3 octubre 2016

La falta de transparencia de la banca y la escasa formación financiera del consumidor, fueron claves para que se produjese el desmoronamiento del mercado inmobiliario español. No ha sido hasta ocho años después del pinchazo de la burbuja y tras un largo desierto crediticio, que la fertilidad del mercado financiero comenzase a dar sus primeros frutos.

La pregunta es: ¿han aprendido algo banca y consumidores? ¿Saben los hipotecados qué es lo que firman realmente? ¿Explican los bancos de forma clara las condiciones de sus ofertas?

Escasa formación financiera en las aulas

El comparador financiero HelpMyCash.com, advierte que uno de los principales motivos por los que los españoles acaban firmando una hipoteca sin leer y sin comprender las cláusulas del contrato es la falta de formación financiera en la educación obligatoria.

Así lo corrobora la OCDE (Organización para la Cooperación y el Desarrollo Económicos) que, a través de sus diferentes estudios, concluye que los hogares con menor grado de conocimientos financieros tienden a estar más endeudados y a poseer menor riqueza bruta, apuntando al desconocimiento financiero como una de las principales causas por las que las familias no tienen un buen control de sus finanzas o terminen por acabar incurriendo en situaciones de deuda.

Preferimos comprar que alquilar

La tradición por la compra de la vivienda y por tener una propiedad que legar en herencia, tiene un componente genético, pero también contiene un cierto cariz de desinformación financiera. Por este motivo en nuestro país, a diferencia de lo que sucede en otras grandes economías europeas, el alquiler ha sido culturalmente despreciado.

Tras la crisis, como consecuencia de la imposibilidad de acceso a la financiación, el alquiler ha ido ganando un peso significativo.
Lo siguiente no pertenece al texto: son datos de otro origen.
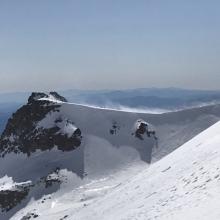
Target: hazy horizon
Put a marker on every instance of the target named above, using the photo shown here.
(57, 45)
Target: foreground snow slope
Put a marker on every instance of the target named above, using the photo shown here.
(108, 151)
(183, 185)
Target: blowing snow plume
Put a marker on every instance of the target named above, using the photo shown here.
(54, 138)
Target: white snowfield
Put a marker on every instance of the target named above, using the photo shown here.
(118, 184)
(183, 185)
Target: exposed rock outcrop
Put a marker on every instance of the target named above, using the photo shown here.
(27, 130)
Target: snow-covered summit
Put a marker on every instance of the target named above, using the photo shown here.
(183, 185)
(86, 144)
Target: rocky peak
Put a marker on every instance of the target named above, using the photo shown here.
(27, 130)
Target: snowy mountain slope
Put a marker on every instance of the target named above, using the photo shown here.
(110, 143)
(183, 185)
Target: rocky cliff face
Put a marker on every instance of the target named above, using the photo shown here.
(38, 125)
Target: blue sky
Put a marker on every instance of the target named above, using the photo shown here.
(98, 44)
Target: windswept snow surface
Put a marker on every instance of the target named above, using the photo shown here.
(183, 185)
(109, 162)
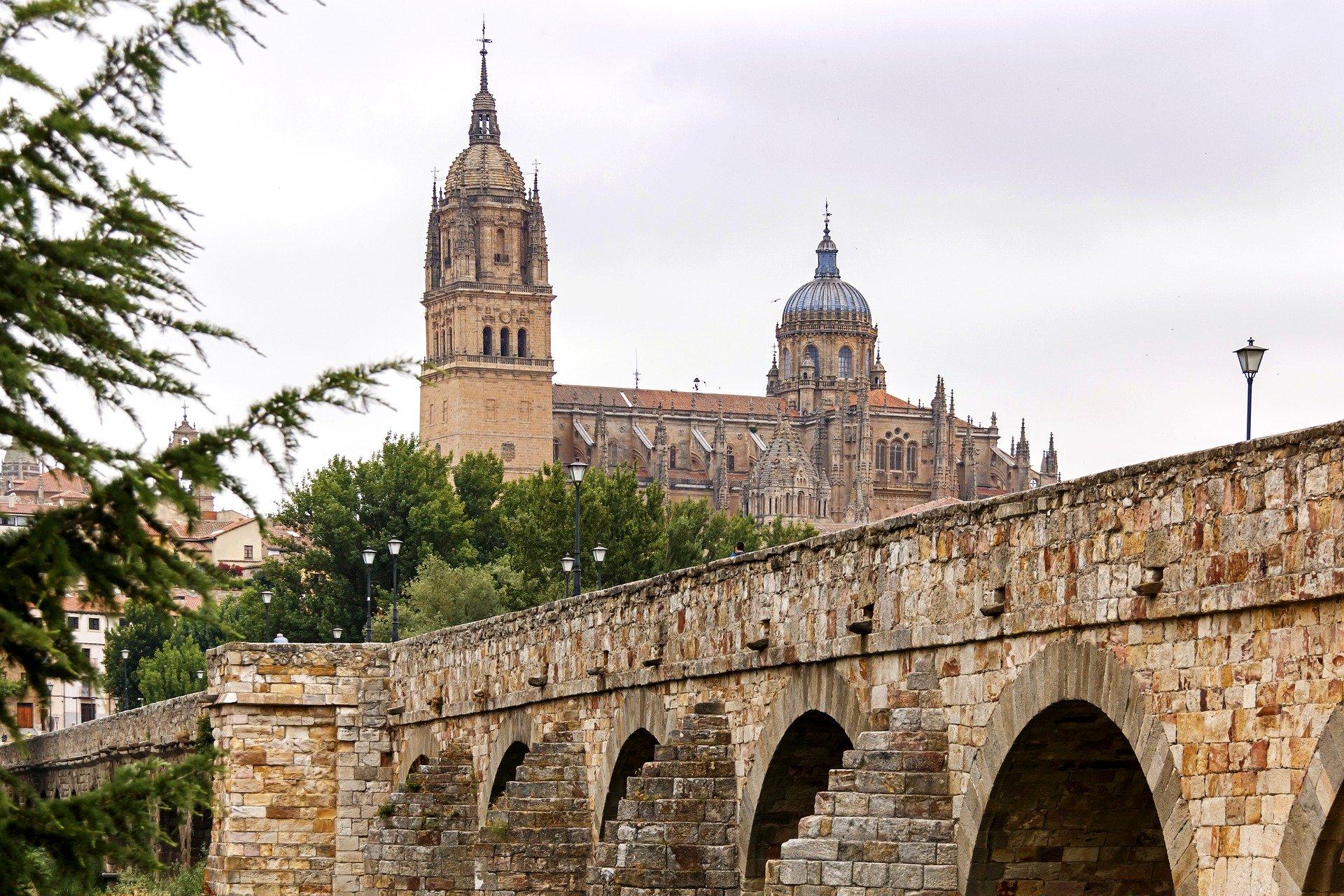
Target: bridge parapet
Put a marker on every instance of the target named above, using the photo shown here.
(83, 757)
(1225, 530)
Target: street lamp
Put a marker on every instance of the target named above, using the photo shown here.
(1249, 356)
(369, 593)
(265, 598)
(577, 472)
(394, 547)
(598, 555)
(125, 679)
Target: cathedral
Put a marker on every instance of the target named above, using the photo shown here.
(825, 445)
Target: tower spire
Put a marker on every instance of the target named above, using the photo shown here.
(484, 41)
(486, 128)
(825, 248)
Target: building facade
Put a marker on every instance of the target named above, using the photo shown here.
(827, 444)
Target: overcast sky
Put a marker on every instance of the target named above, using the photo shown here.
(1074, 213)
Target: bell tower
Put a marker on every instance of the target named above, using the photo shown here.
(486, 381)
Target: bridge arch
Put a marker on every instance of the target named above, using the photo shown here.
(1069, 678)
(1315, 828)
(819, 704)
(641, 711)
(515, 729)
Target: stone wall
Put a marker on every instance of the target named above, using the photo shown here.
(1167, 634)
(83, 757)
(305, 766)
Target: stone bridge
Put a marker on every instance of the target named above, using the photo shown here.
(1124, 684)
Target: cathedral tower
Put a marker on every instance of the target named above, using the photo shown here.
(486, 382)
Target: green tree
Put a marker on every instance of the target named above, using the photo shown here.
(94, 311)
(143, 631)
(479, 480)
(442, 596)
(402, 492)
(780, 532)
(698, 533)
(538, 523)
(172, 671)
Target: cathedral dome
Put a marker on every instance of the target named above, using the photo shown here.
(484, 166)
(825, 293)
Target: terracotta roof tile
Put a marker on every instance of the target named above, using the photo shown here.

Tanto es así, que en 2015 prácticamente el 25 % de los españoles eran arrendatarios de una vivienda, mientras que  hace cinco años el alquiler no representaba ni apenas el 15 %.

Sin embargo, la apertura del grifo financiero y la tímida recuperación del sector económico han vuelto a despertar la posibilidad de compra en el consumidor. Ahora, consumidores atraídos por los bajos intereses hipotecarios que suponen cuotas más bajas que un alquiler, vuelven a endeudarse sin tener en cuenta las circunstancias que podrían llegar a complicar su hipoteca: el euríbor plus, cláusulas cero, comisiones de riesgo por tipo de interés, seguros PUF, etc.

Falta de transparencia bancaria

Además de la falta de formación, está la falta de transparencia y rigor de la banca. Como señalan desde HelpMyCash.com, hasta hace poco era habitual que los bancos concedieran préstamos hipotecarios sin tener en cuenta los ahorros del cliente o su situación laboral. También era frecuente que las entidades no explicaran con claridad las condiciones y cláusulas especiales de los contratos.

Tras la crisis, los bancos recrudecieron las exigencias a la hora de conceder financiación, lo que supuso el fin de las hipotecas 100, la obligatoriedad del consumidor de contar con empleo fijo y ahorros suficientes, así como la reducción del plazo al que se firman los préstamos hipotecarios.

Sin embargo, aunque la banca es más rigurosa, hoy por hoy la transparencia sigue siendo su punto flaco, y es que las entidades hacen gala de los intereses tan atractivos que disponen sus productos, pero la información relativa a las comisiones, cláusulas cero o vinculación, sigue siendo translúcida.